店に入ると、またあの男がいて声をかけてきた。
「いらっしゃいませ。どうでした? 弊社の代行は。優秀でしたでしょう?」
男の顔を見たら腹が立ってきた。
「ああ、優秀だったよ。優秀すぎて困るほどにな」
「と、言いますと?」
「優秀すぎてプロジェクトをまとめることになってしまったんだよ。私にはそんなことできるわけがない」
「ああ、それでしたら少々値段は張りますが、そのままお客様の仕事を続けて代行させていただくことができます」
男はマニュアルを読み上げるように淡々と話している。
「そんなことできるわけがないだろう。第一、どうやってばれないようにするのだ」
「少々お待ちください」
といって男は店の奥へと消えていった。
しばらくして戻ってきた男は何かを抱えて戻ってきた。
それは、人、いや、人形のようなものだった。それも私に似ているものだ。
「何だいそれは。気味が悪い」
「オートマタです」
男が言いながら何か操作をすると、そのオートマタとやらは動き始めた。
「このようにお客様を完全に模した動きができ、会話も普通にこなせます。このオートマタに仕事をやらせれば優秀な働きができますのでお給料も今より良くなると思います。料金は給料の半分ほどいただくことになりますがいかがでしょうか」
「半分もか? そんなに取られては困る」
「しかしお客様、こちらをお使いになられればお客様は自由に遊んでいるだけで良いのですよ。今までできなかったことまでできるようになるかと思います。それに、出世することができれば収入もすぐに同じくらいになります。」
その言葉を聞いて、気持ちは変わった。今まで我慢して働いてきて自由がなかったのだ。私にも自由を楽しむ権利はあるだろう。
「よし。契約することに決めた」
「ありがとうございます。よい人生をお過ごし下さい」
男は少し笑いながら握手を求めてきた。
それから数年たったが、いまだに会社に代行の存在がばれることなく、私は自由を手に入れた。少し前にネットで知り合った女性と同棲をすることになっている。
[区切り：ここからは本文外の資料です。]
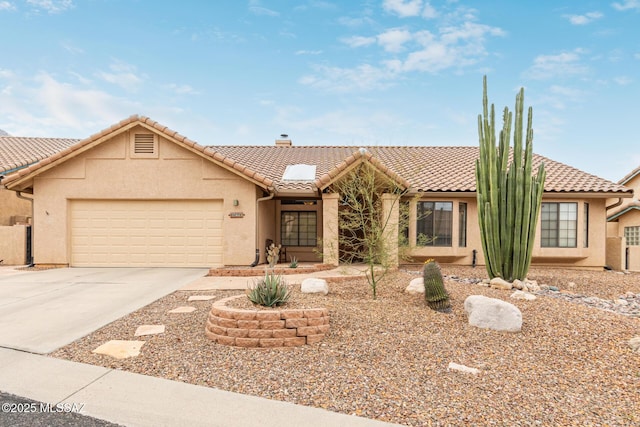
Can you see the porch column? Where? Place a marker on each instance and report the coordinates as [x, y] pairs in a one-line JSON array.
[[330, 244], [391, 210]]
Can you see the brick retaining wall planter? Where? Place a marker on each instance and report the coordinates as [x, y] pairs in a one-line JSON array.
[[260, 269], [265, 328]]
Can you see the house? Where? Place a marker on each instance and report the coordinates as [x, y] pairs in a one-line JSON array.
[[140, 194], [623, 227], [15, 208], [17, 153]]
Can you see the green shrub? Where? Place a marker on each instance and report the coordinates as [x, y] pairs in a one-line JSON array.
[[294, 263], [434, 292], [270, 291]]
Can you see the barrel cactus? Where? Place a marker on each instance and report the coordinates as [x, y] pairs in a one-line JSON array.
[[435, 294]]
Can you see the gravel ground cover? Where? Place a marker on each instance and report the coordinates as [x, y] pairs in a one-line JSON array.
[[387, 359]]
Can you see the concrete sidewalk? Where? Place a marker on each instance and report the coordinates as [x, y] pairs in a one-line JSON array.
[[138, 400], [41, 311]]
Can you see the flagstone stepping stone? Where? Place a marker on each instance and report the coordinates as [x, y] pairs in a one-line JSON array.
[[149, 330], [120, 349], [184, 309], [201, 297]]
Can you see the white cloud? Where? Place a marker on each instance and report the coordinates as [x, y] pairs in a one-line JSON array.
[[344, 124], [308, 52], [258, 10], [587, 18], [51, 6], [627, 4], [429, 11], [71, 49], [181, 89], [403, 8], [359, 41], [45, 106], [623, 80], [393, 40], [123, 75], [336, 79], [455, 46], [6, 5], [564, 64], [355, 22]]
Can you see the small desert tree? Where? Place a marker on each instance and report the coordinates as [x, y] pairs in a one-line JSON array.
[[509, 196], [367, 233]]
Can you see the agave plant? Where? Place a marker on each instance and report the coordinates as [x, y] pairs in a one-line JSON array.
[[270, 291]]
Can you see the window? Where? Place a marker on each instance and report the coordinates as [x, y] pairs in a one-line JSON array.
[[559, 225], [585, 228], [462, 225], [435, 221], [298, 228], [632, 234]]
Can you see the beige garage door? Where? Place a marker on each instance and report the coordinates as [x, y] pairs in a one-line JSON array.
[[146, 233]]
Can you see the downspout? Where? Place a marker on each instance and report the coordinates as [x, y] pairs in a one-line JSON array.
[[262, 199], [615, 205], [20, 196]]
あの店のおかげで人生が180°変わった。学生時代から友達のいなかった私にも華やかな生活を送ることができるのだ。
あの店には一生感謝して生きることになると思った。
だがそんな生活も長くは続かなかった。
彼女と同棲してみると、気が合わないことが多く、喧嘩ばかりの毎日が続いた。それが積み重なり、私は彼女を包丁で殺してしまった。
もう私の人生も終わりだという絶望のなか、ふと彼女の刺し傷が目に入り、違和感を覚えた。
彼女は全く出血していない。深く刺した感触があったからおかしいと思い、彼女の服を脱がしてみると、彼女の肌には『なんでも代行のエスクロ 日々の嫌な事なんでも代行いたします』と書かれていた。